Oct. 30, 2009

Halifax County Schools seeing red in fight against drug and tobacco use

HALIFAX — Students, teachers and administrators came together during this week to say “Drugs are not authorized in My Space” in the Halifax County School District. They did this by wearing red ribbons and Doris Thompson, Southeast Halifax High School’s program coordinator, was excited about her school’s activities. “We (the district) combined Tobacco Reality Unfiltered (TRU) with the Red Ribbon activities and called them our TRU/Red Ribbon Week,” she said.
Thompson said Southeast kicked off activities Monday with the Teens Against Tobacco Use (TATU) members releasing 25 red balloons in the senior courtyard.
She said other activities include renewals of pledges to remain tobacco and drug free, “Because tobacco is a drug, too,” she said. Students also received red wrist bands, Wednesday. Later this week they receive “Smarties” candy to remind them to “Be Smarties. Don’t use tobacco and drugs.”

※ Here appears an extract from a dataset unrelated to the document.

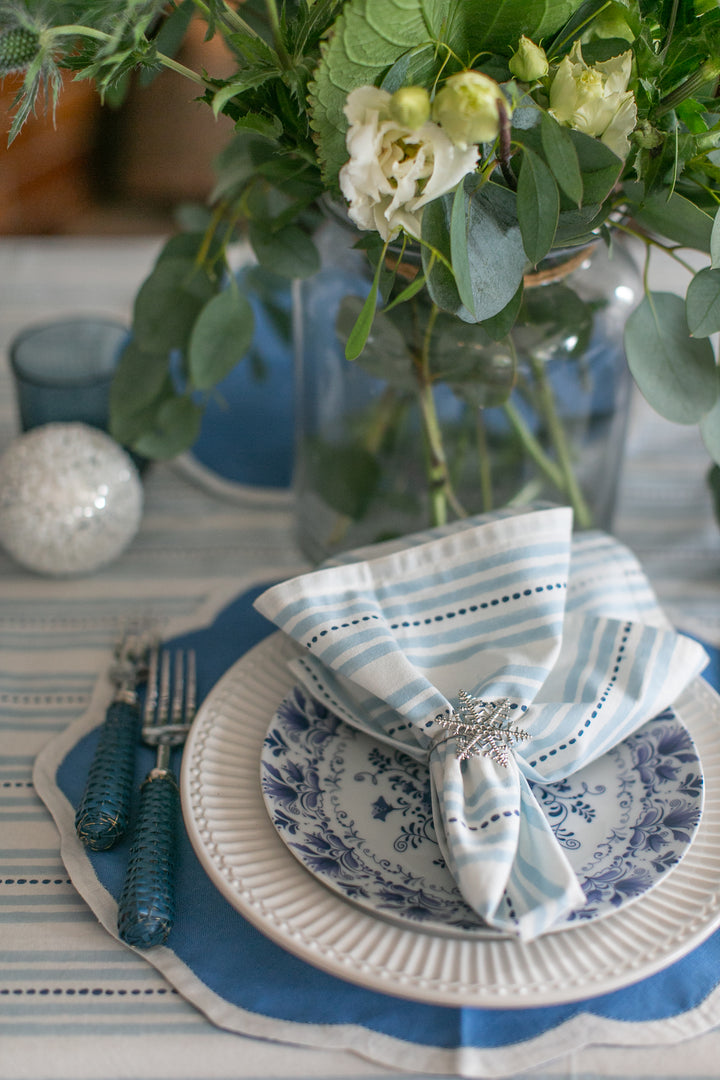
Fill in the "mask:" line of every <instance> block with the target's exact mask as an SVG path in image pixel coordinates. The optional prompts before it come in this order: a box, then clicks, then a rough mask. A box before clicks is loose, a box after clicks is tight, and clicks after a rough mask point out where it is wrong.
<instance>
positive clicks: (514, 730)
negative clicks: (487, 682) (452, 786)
mask: <svg viewBox="0 0 720 1080" xmlns="http://www.w3.org/2000/svg"><path fill="white" fill-rule="evenodd" d="M458 701H459V702H460V704H459V706H458V708H457V710H454V708H446V710H445V712H444V713H437V715H436V716H435V724H437V725H438V726H439V727H440V728H443V731H438V732H437V734H436V735H435V737H434V738H433V741H432V743H431V744H430V750H429V752H427V759H429V760H430V757H431V755H432V754H434V753H435V751H436V750H437V748H438V747H439V746H443V745H444V744H445V743H447V742H450V740H454V743H456V752H454V755H456V757H457V758H458V760H459V761H466V760H467V759H468V758H471V757H476V756H477V755H478V754H481V755H483V756H484V757H489V758H491V759H492V760H493V761H497V762H498V765H501V766H502V767H503V768H504V769H506V768H507V767H508V766H510V762H511V758H510V755H508V753H507V752H508V750H511V748H512V747H513V746H515V744H516V743H518V742H522V741H525V740H526V739H529V738H530V734H529V732H528V731H524V730H522V728H518V727H515V726H514V725H513V723H512V714H513V706H512V705H511V703H510V701H508V700H507V698H501V699H500V700H499V701H481V700H480V699H479V698H474V697H473V694H472V693H467V691H466V690H459V691H458Z"/></svg>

While all schools in the district participated on some level, the high schools seemed most involved in the activities. Students at Northwest wore red ribbons or dressed in red Wednesday to celebrate being drug and tobacco free. They hung red ribbons in the halls and on doors, and participated in other activities.
Ebony Hamiel a senior at Northwest Halifax High School said being drug and tobacco free gives her feelings of self respect and self worth. “Being drug free helps me think better,” she said. She said she believes people can get further in life and have a better outlook on life if they stay drug free.
Raven Lee agreed. “Drugs aren’t good for you. I plan to go far in life, so I plan to stay drug free. Also, I’m part of TATU.
MATCH administrative assistant and coordinator of many of the districts events, Regina Lewis said there are lots of good reasons for schools to celebrate and encourage students to be drug and tobacco free. She also said there’s a history involved in the nationwide observance.
In a news release, Lewis noted the observance stemmed from the March 1985 slaying of federal narcotics agent Enrique Camarena in California. “A letter was circulated across the country calling for Americans to unite in their commitment to work to reduce the demand for illegal drugs in their communities. The red ribbon would be a symbol of their commitment,” she said.
This year Oct. 26-30 is Red Ribbon Week across America. “Americans are asked to come to a greater understanding of the threat to their society in terms of lost potential, more violence, and the impact on our quality of life,” said Lewis.
Lewis said watching the destructiveness of drugs is disheartening. “Although in the years since 1985, much has been done to increase awareness, to educate our young people, and to reduce the demand for drugs ... We must remind ourselves that there is such justice in our cause that it can be embraced and supported by millions. We should continue to be uplifted by every red ribbon we see, united in our purpose.”